Paradoxically if not checked this "wealth based economy" may contain the seeds of it's own destruction. I wonder what the response of those kids at elite universities who have always assumed success with their 5.0 gpas and the like, if opportunities tighten. Such individuals have often been the cadre of revolution which historically is fueled not by absolute need, but diminishing expectations.
Posted by: rebecca | Sep 28, 2005 12:30:09 PM
The kids at the elite universities have nothing the worry about, it's the kids at the respectable state schools who merely desire to better than their parents.
And forget about people who don't go to university, there are fewer and fewer UAW, US Steel type jobs that allow you to physical work for money and a pension. Now, even the upscale airline pilots cannot count on their pensions and a labor job means something behind the counter.
Posted by: ElamBend | Sep 28, 2005 12:39:39 PM
"It's hard to say when the Forbes 400 list started to stagnate, but 1999 may have been a turning point. "
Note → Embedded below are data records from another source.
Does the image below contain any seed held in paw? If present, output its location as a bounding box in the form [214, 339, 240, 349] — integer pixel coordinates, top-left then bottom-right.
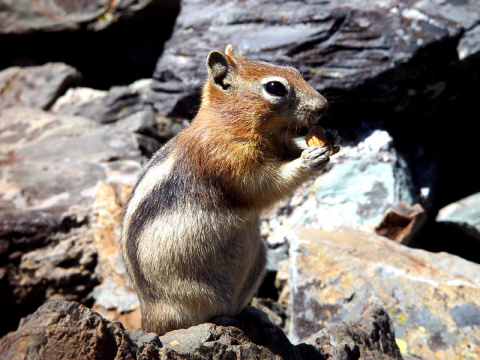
[305, 125, 333, 156]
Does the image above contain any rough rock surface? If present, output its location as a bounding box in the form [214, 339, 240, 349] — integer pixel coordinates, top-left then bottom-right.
[0, 301, 401, 360]
[262, 129, 424, 258]
[0, 63, 82, 110]
[289, 229, 480, 360]
[0, 0, 177, 34]
[297, 304, 402, 360]
[436, 193, 480, 241]
[0, 108, 146, 333]
[148, 0, 480, 118]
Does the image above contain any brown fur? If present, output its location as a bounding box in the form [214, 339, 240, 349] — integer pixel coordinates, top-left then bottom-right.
[121, 46, 338, 334]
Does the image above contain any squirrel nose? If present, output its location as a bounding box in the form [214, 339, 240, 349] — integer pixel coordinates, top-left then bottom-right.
[311, 93, 328, 116]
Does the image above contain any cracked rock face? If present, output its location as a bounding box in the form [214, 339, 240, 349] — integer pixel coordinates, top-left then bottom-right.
[0, 300, 401, 360]
[0, 0, 177, 34]
[289, 229, 480, 359]
[0, 108, 144, 331]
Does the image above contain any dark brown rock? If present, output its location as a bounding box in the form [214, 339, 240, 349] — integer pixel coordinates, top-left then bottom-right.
[152, 0, 480, 118]
[375, 201, 426, 245]
[0, 0, 177, 34]
[0, 300, 401, 360]
[282, 229, 480, 360]
[0, 301, 136, 360]
[296, 304, 402, 360]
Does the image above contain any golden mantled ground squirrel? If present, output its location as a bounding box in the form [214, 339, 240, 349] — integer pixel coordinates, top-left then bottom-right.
[121, 45, 340, 334]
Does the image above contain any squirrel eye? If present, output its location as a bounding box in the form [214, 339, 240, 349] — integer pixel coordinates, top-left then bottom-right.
[265, 81, 287, 96]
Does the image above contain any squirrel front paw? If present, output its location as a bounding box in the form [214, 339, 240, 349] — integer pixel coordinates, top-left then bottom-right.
[302, 146, 330, 171]
[301, 130, 341, 171]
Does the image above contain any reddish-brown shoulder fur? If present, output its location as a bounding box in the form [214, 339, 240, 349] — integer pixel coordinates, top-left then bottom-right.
[177, 46, 319, 209]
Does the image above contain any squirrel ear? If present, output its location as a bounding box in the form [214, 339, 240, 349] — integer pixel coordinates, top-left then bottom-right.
[225, 44, 234, 57]
[207, 50, 235, 91]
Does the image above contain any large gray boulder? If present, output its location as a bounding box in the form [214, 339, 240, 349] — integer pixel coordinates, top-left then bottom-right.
[280, 229, 480, 360]
[0, 108, 149, 332]
[0, 63, 82, 110]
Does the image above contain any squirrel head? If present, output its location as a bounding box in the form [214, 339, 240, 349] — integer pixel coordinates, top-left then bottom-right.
[202, 45, 327, 138]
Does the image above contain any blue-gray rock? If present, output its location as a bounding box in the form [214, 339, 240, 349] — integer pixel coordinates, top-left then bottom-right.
[0, 62, 82, 110]
[286, 229, 480, 360]
[0, 108, 145, 338]
[436, 193, 480, 241]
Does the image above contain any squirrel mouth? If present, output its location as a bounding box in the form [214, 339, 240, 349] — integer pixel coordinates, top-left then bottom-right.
[296, 117, 322, 136]
[297, 126, 310, 136]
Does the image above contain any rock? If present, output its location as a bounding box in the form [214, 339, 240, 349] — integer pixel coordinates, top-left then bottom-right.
[296, 304, 403, 360]
[0, 109, 143, 209]
[53, 86, 146, 124]
[0, 0, 177, 34]
[52, 79, 188, 143]
[375, 202, 426, 245]
[262, 129, 420, 238]
[283, 229, 480, 359]
[0, 300, 137, 360]
[0, 300, 401, 360]
[0, 63, 82, 110]
[148, 0, 480, 118]
[0, 108, 145, 333]
[436, 193, 480, 241]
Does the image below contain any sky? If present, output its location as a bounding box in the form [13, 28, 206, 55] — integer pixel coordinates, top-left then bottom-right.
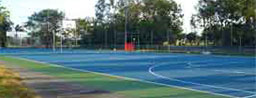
[2, 0, 198, 35]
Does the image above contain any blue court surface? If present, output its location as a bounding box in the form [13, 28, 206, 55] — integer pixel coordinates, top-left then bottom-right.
[1, 49, 256, 98]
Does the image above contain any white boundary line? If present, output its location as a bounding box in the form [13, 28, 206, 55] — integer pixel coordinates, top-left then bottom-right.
[242, 92, 256, 98]
[6, 56, 236, 98]
[188, 62, 256, 75]
[148, 62, 255, 97]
6 years? Have we really shrunk our attention span so much that she's lamenting that radical change to who has money in this country hasn't changed in SIX YEARS??
On the other hand, let's get rid of estate taxes, so that we can permanently entrench wealth in the hands of the few and create the aristocracy the rich always wanted us to have!
Posted by: Andy | Sep 28, 2005 1:38:07 PM
Except that the estate tax is often effectively structured out of many wealthy people's estate because they can afford expensive lawyers and acountants to set things up for them; so that its distributional affect is minimal.